Foto Ansa

google & co

Le acqui-hire: come fa Big Tech a spolpare l'industria dell'IA 

Pietro Minto

Sono tempi difficili per le grandi aziende tecnologiche in vena di acquisizioni. Tra assunzioni, licenze e quella falla legale che potrebbe avere le ore contate, non solo in Unione europea

Lo scorso luglio Google ha tentato di concludere la sua più grande acquisizione di sempre, quella della startup israeliana di cybersicurezza Wiz, per cui era pronta a pagare 23 miliardi di dollari. Dopo una lunga trattativa, però, Wiz ha fatto sapere di aver rinunciato all’acquisizione e di voler proseguire con la sua quotazione in borsa: tra i motivi del no a Google, il timore della reazione dell’Antitrust statunitense, che era già sul piede di guerra.

Sono tempi difficili per le grandi aziende tecnologiche in vena di acquisizioni. Dopo una lunga epoca di laissez faire, durante la quale realtà come Facebook hanno potuto acquisire aziende come WhatsApp e Instagram senza troppi problemi, ora le attenzioni della Federal Trade Commission sono tutte sul Big Tech, soprattutto dopo la nomina di Lina Khan alla presidenza dell’ente nel 2021. A confermarlo, lo scorso anno, la vicenda di Adobe, che provò a comprare la concorrente Figma ma fu bloccata da una serie di reazioni negative da parte di Regno Unito e Unione europea.

La tentata acquisizione di Wiz è comunque un’eccezione nell’ultimo trend nella Silicon Valley, che ha imparato a usare strategie meno plateali e dirette. Il recente boom delle intelligenze artificiali ha confermato l’importanza delle cosiddette “acqui-hire”, crasi tra “acquisizione” e “assunzione”, una pratica con cui una grande azienda assorbe una piccola startup al solo scopo di ottenerne il personale specializzato. 

Ma nemmeno l’acqui-hire è sicura, di questi tempi. Aziende come Microsoft e Google hanno affinato quindi una tecnica ancora più sobria, subito ribattezzata “reverse acqui-hire”, in cui la pratica viene rovesciata: invece di comprare una startup per acquisire capitale umano, si preferisce assumere le persone chiave della startup, spolpandola dall’esterno. Alcuni esempi recenti, tutti dal settore IA: lo scorso marzo Satya Nadella, ceo di Microsoft, ha accolto nell’azienda Mustafa Suleyman e Karén Simonyan, entrambi provenienti da una startup chiamata Inflection e richiamati dal gigante per guidare una nuova divisione, Microsoft AI.

Siamo all’acquisizione-che-non-è. Da lontano sembra che Microsoft abbia assorbito una startup ma tecnicamente ha solo assunto due persone. Inflection AI è ancora lì, solo che è vuota. Magia. In questi anni Microsoft ha affinato altre tecniche di non-acquisizione, per esempio con OpenAI, azienda nata come non-profit e finita per diventare una delle realtà più importanti del settore – oltre che solido alleato di Microsoft stessa.

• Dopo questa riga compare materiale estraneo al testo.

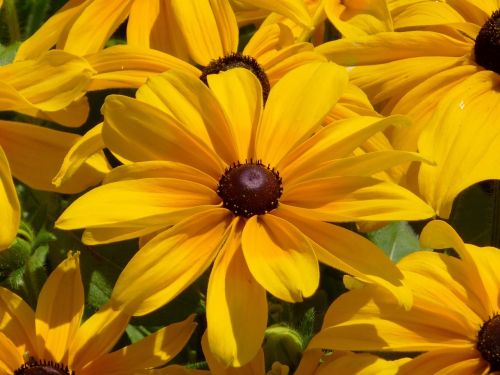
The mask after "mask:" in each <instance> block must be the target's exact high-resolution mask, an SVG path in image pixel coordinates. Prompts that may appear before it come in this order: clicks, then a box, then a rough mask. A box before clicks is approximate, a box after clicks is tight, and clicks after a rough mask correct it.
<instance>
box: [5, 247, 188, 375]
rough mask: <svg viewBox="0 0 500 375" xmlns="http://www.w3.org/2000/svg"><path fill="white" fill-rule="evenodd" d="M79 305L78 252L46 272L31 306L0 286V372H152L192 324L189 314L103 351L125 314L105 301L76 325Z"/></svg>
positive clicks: (78, 313)
mask: <svg viewBox="0 0 500 375" xmlns="http://www.w3.org/2000/svg"><path fill="white" fill-rule="evenodd" d="M83 307H84V291H83V285H82V280H81V275H80V265H79V257H78V253H77V254H71V253H70V254H69V255H68V257H67V259H66V260H64V261H63V262H62V263H61V264H59V266H58V267H57V268H56V269H55V270H54V271H53V272H52V273H51V274H50V276H49V278H48V279H47V281H46V283H45V285H44V286H43V288H42V290H41V292H40V296H39V297H38V303H37V307H36V311H33V310H32V309H31V307H29V306H28V305H27V304H26V303H25V302H24V301H23V300H22V299H21V298H20V297H18V296H17V295H16V294H14V293H12V292H11V291H9V290H8V289H5V288H0V308H1V311H2V319H1V320H0V374H2V375H12V374H15V375H23V374H26V375H27V374H60V375H70V374H73V375H85V374H87V375H96V374H107V375H111V374H113V375H130V374H151V375H153V374H155V373H156V372H155V371H154V370H150V368H154V367H158V366H161V365H164V364H165V363H166V362H167V361H168V360H170V359H171V358H173V357H174V356H175V355H176V354H177V353H179V351H180V350H181V349H182V348H183V347H184V345H185V344H186V342H187V341H188V339H189V337H190V336H191V334H192V332H193V330H194V329H195V326H196V323H194V322H193V317H192V316H191V317H189V318H187V319H186V320H184V321H183V322H179V323H175V324H171V325H169V326H167V327H165V328H162V329H160V330H159V331H157V332H155V333H153V334H151V335H150V336H148V337H146V338H144V339H142V340H140V341H138V342H136V343H134V344H132V345H129V346H127V347H124V348H122V349H119V350H116V351H114V352H112V353H108V352H109V350H110V349H111V348H112V347H113V346H114V345H115V344H116V342H117V341H118V339H119V338H120V337H121V335H122V334H123V332H125V328H126V327H127V325H128V321H129V319H130V317H129V316H128V315H125V314H123V313H121V312H119V311H115V310H113V309H111V308H110V307H109V305H104V306H103V307H101V309H100V310H99V311H97V312H96V313H95V314H94V315H92V316H91V317H90V318H89V319H87V320H86V321H85V322H84V323H83V324H81V325H80V321H81V319H82V316H83Z"/></svg>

L’“acqui-hire al contrario” è ormai una pratica comune, un copione che viene seguito anche dalla concorrenza. A inizio agosto Google ha assunto Noam Shazeer e Daniel De Freitas, fondatori di Character.AI. Secondo l’accordo, Google potrà anche usare i modelli linguistici della startup, ottenendo di fatto sia i servizi che il personale top di Character.AI. Scacco matto. 

A giugno Amazon aveva fatto qualcosa di simile con un’altra startup, Adept AI, a conferma del trend in corso, in cui una nuova tecnologia viene sviluppata da una serie di realtà minori che vengono inevitabilmente assorbite, acquisite o spolpate dalle solite quattro grandi del Big Tech.

La falla legale potrebbe però avere le ore contate, visto che sia l’Ue che il Regno Unito, ma anche la stessa FTC statunitense, hanno iniziato a scrutinare anche queste ultime operazioni. Lo scorso mese Reuters ha rivelato che la FTC starebbe indagando sull’accordo tra Amazon e Adept AI, che è però piuttosto simile a tutti gli altri e potrebbe quindi avere un effetto domino su tutte le “acqui-hire” al rovescio.

Anche nel Senato statunitense le cose si muovono, con tre senatori, tutti democratici, che hanno chiesto di indagare su queste operazioni (Ron Wyden, Elizabeth Warren e Peter Welch). “Poche aziende controllano una grande porzione del mercato e si concentrano nel comprare il talento di tutti gli altri, invece di innovare”, ha spiegato Wyden all’Ap, sottolineando come il boom delle IA non abbia che aumentato l’accentramento di potere, soldi e capitale umano tra i soliti noti.